Published in final edited form as: J Huntingtons Dis. 2014;3(3):311–316. doi: 10.3233/JHD-140110

Disease modifying potential of glatiramer acetate in Huntington's disease

Jody Corey-Bloom 1, Haiqun Jia 2, Alaina M Aikin 2, Elizabeth A Thomas 2
PMCID: PMC4480978  NIHMSID: NIHMS701164  PMID: 25300334

Abstract

Background

Deficiencies in brain-derived-neurotrophic-factor have been implicated in the pathogenesis of Huntington's disease (HD).

Objective

Glatiramer acetate, an FDA- approved drug used for the treatment of multiple sclerosis, has been shown to increase brain-derived-neurotrophic-factor levels in immune cells; hence, we investigated whether it could have similar effects in striatal cells.

Methods

Wild-type and HD striatal cells were treated with glatiramer acetate for 48 hrs. HD transgenic and wild-type mice were injected with glatiramer acetate (1.5 to1.7 mg/mouse) for five days. These treatments were followed by protein measurements for brain-derived-neurotrophic-factor.

Results

Glatiramer acetate elicited concentration-dependent increases in brain-derived-neurotrophic-factor protein levels in wild-type and HD striatal cells and in striatal tissue from N171-82Q transgenic mice. Glatiramer acetate also improved metabolic activity of HD striatal cells, and significantly reduced the early hyperactivity phenotype exhibited by N171-82Q transgenic mice.

Conclusions

These findings suggest that glatiramer acetate may represent a useful therapeutic approach for HD. The excellent safety and tolerability record of this compound makes it an ideal candidate for drug repurposing efforts.

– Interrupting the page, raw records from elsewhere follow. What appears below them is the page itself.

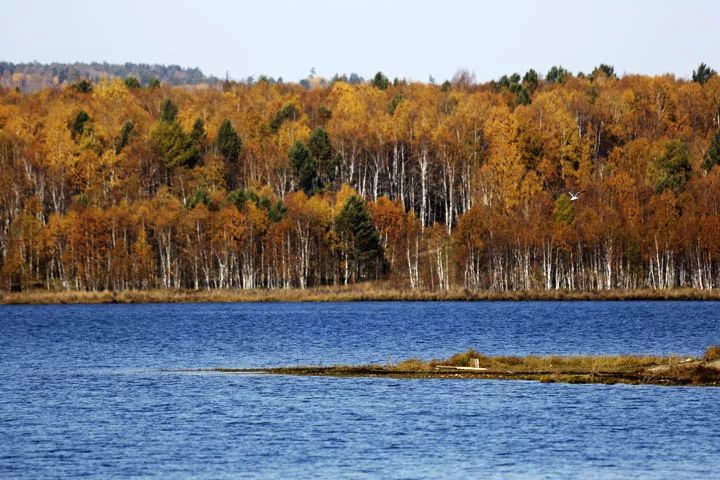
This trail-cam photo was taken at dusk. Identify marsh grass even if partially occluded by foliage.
[410,349,681,374]
[703,345,720,362]
[0,282,720,304]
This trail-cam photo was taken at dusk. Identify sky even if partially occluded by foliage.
[0,0,720,82]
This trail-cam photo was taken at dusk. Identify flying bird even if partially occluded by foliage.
[568,190,585,202]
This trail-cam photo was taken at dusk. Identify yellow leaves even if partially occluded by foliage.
[334,183,359,215]
[212,205,246,250]
[92,78,128,103]
[481,107,525,210]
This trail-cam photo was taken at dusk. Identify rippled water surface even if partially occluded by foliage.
[0,302,720,478]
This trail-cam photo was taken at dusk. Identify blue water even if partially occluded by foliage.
[0,302,720,479]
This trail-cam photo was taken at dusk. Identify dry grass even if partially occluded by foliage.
[703,345,720,362]
[0,282,720,304]
[414,349,680,373]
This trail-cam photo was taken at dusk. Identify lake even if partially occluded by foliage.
[0,302,720,479]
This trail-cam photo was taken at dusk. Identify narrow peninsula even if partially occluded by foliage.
[210,345,720,387]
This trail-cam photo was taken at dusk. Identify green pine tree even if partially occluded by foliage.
[703,130,720,173]
[160,98,178,123]
[288,140,322,195]
[656,140,692,193]
[215,120,242,163]
[336,196,385,281]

Keywords: Glatiramer acetate, Copaxone, neurodegenerative, BDNF, striatum, jumping

Introduction

HD is an inherited, progressive neurodegenerative disorder characterized by chorea, movement dysfunction, cognitive impairment, and behavioral disturbances [1]. The prevalence rate in the US is approximately 5 per 100,000 people. Since the identification of the HD gene in 1993, there have been enormous advancements in the diagnosis and understanding of the molecular and pathophysiological features of the disorder [1]. Nonetheless, there is currently no satisfactory treatment or cure for this disease. HD has been the focus of a considerable amount of pre-clinical and clinical research, however, there is only one U.S. FDA- approved agent for the symptomatic management of HD, tetrabenazine [2].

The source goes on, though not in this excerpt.